Nous sommes souvent surpris par les ouvrages qui peuvent intégrer cette bibliothèque. C’est pourquoi il ne faut pas se laisser guider par notre seule intuition et ne pas porter de jugement hâtif sur les documents. En effet, on constate que les critères peuvent se compenser, par exemple un ouvrage sans illustration peut être écrit avec des phrases courtes et syntaxiquement simples.

Page 1 de la grille de critères de classement des documents imprimés.
Crédits : N. Lelong et A. Durand

Constitution d’un tel fonds spécialisé au sein d’un CDI

Un accès libre et égal au savoir et à la culture pour tous les élèves est une des missions spécifiques des CDI, formulée dans la « Charte professionnelle des acquisitions dans les établissements scolaires » de l’APDEN (Association des Professeurs Documentalistes de l’Éducation Nationale) (2000).
Dans ce cadre, l’APDEN recommande certaines procédures d’acquisitions, qui s’appliquent parfaitement à la constitution d’une Bibliothèque de l’apprenant.
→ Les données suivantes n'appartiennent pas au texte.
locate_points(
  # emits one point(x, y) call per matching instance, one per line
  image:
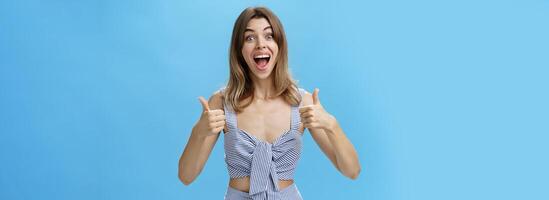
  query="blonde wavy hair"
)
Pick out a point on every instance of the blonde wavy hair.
point(240, 84)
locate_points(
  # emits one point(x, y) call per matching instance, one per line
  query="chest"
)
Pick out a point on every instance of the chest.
point(265, 121)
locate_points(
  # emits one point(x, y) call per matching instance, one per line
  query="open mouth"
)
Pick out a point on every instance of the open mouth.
point(262, 60)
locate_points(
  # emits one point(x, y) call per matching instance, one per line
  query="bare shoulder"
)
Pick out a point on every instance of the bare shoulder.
point(307, 99)
point(216, 100)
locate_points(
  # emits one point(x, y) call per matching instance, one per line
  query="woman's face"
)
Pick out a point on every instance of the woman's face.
point(260, 49)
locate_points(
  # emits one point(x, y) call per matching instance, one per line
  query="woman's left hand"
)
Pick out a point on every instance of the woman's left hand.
point(314, 116)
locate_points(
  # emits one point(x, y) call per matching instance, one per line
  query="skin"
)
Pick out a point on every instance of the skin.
point(266, 118)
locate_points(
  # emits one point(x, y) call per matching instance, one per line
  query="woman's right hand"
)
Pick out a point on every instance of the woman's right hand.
point(212, 121)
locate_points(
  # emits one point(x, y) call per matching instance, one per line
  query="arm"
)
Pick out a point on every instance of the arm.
point(329, 136)
point(202, 140)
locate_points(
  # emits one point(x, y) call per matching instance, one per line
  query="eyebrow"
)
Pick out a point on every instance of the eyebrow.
point(248, 29)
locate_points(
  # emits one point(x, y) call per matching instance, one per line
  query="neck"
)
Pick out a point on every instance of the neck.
point(264, 89)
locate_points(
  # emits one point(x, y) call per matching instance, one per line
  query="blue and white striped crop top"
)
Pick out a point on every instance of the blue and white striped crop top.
point(263, 162)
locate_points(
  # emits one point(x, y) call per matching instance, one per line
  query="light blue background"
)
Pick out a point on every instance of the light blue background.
point(442, 99)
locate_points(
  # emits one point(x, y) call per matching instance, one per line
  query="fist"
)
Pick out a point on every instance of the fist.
point(211, 121)
point(314, 116)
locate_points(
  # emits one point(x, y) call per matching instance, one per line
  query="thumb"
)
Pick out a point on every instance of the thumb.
point(204, 103)
point(316, 101)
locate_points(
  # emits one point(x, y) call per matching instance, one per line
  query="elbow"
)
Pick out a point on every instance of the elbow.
point(186, 180)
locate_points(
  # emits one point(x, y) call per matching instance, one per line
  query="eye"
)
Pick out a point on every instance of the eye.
point(269, 36)
point(249, 38)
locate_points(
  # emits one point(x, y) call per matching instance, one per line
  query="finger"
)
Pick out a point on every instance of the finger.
point(307, 114)
point(217, 118)
point(316, 101)
point(305, 109)
point(218, 124)
point(216, 112)
point(309, 119)
point(204, 103)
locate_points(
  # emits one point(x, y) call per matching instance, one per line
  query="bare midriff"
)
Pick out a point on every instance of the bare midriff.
point(243, 184)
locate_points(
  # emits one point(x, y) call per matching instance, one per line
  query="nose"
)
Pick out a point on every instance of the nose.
point(260, 44)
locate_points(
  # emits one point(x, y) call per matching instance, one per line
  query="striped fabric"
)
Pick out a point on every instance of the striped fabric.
point(263, 162)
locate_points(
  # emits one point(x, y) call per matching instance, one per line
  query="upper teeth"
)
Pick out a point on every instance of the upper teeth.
point(261, 56)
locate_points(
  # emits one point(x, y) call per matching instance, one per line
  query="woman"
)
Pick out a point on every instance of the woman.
point(263, 115)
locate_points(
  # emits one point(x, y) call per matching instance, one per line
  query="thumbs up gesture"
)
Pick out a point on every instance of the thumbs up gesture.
point(211, 121)
point(314, 116)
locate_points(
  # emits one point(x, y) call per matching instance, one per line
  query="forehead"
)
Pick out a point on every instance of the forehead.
point(258, 24)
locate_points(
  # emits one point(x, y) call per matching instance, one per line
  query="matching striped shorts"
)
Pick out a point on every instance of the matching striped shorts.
point(289, 193)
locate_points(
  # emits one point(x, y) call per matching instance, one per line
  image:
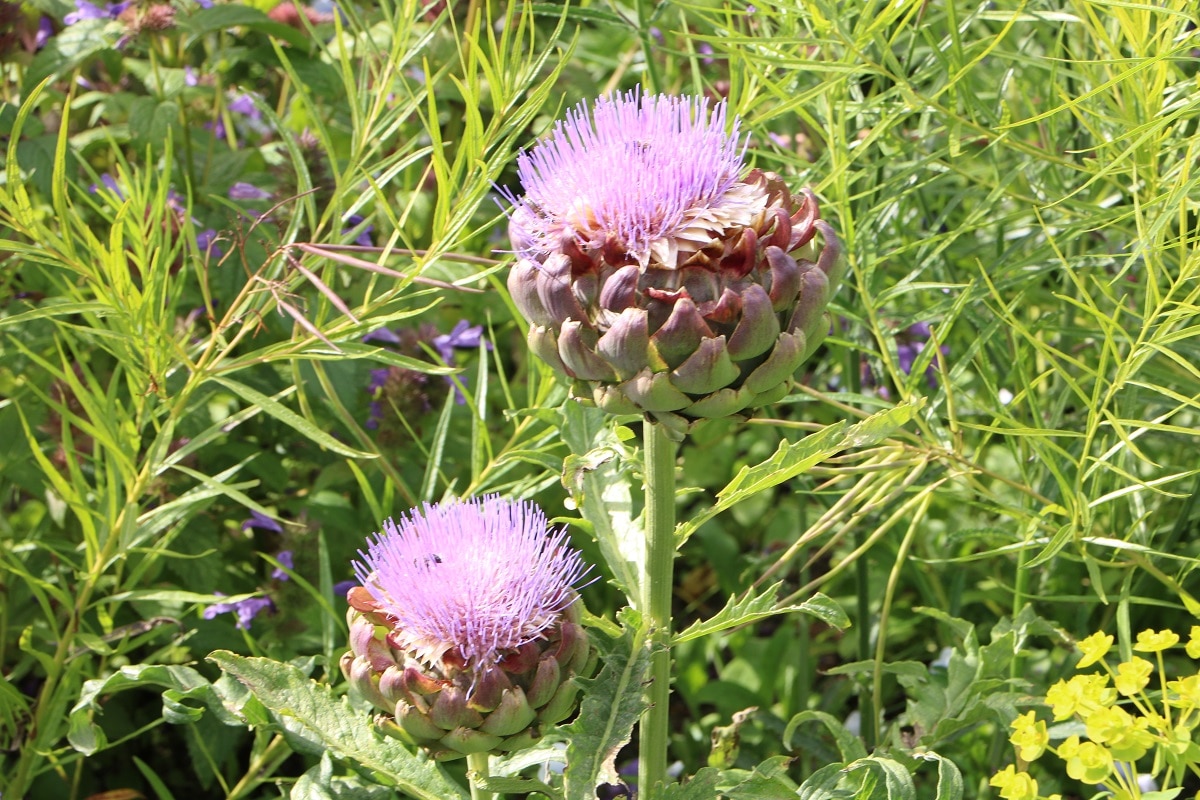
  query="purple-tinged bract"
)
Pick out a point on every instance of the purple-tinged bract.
point(466, 630)
point(478, 578)
point(657, 271)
Pour évaluer l’état du fonds, elle préconise :
– d’organiser régulièrement l’analyse du fonds.
– de requalifier les collections.

Pour élucider les critères de choix, l’APDEN recommande de :
– Rappeler les principes qui président aux choix ; établir les règles de sélection et utiliser les outils de sélection.
– Déterminer les priorités en fonction des besoins recensés et des projets de l’établissement et fixer les objectifs compatibles avec le budget et les besoins des usagers.

Valorisation de ce fonds spécialisé au sein de l’établissement scolaire

Le fonds de la Bibliothèque de l’apprenant ne se suffit pas à lui-même, d’autant plus que ses usagers cibles en sont aux prémices de la langue française et n’ont peut-être jamais fréquenté de bibliothèque par le passé. Il est donc primordial de mettre en place des actions en collaboration avec l’enseignant de français langue seconde (FLS) afin de favoriser l’accès à ce fonds aux EANA.
Il peut s’agir au minimum de la visite du CDI par ce public et de la présentation approfondie de ce fonds mais beaucoup d’autres actions pédagogiques sont possibles pour l’exploiter : lecture à voix haute de ces documents, travail artistique autour d’un ou plusieurs de ces titres, recherches documentaires autour d’un auteur, suite de l’histoire à imaginer…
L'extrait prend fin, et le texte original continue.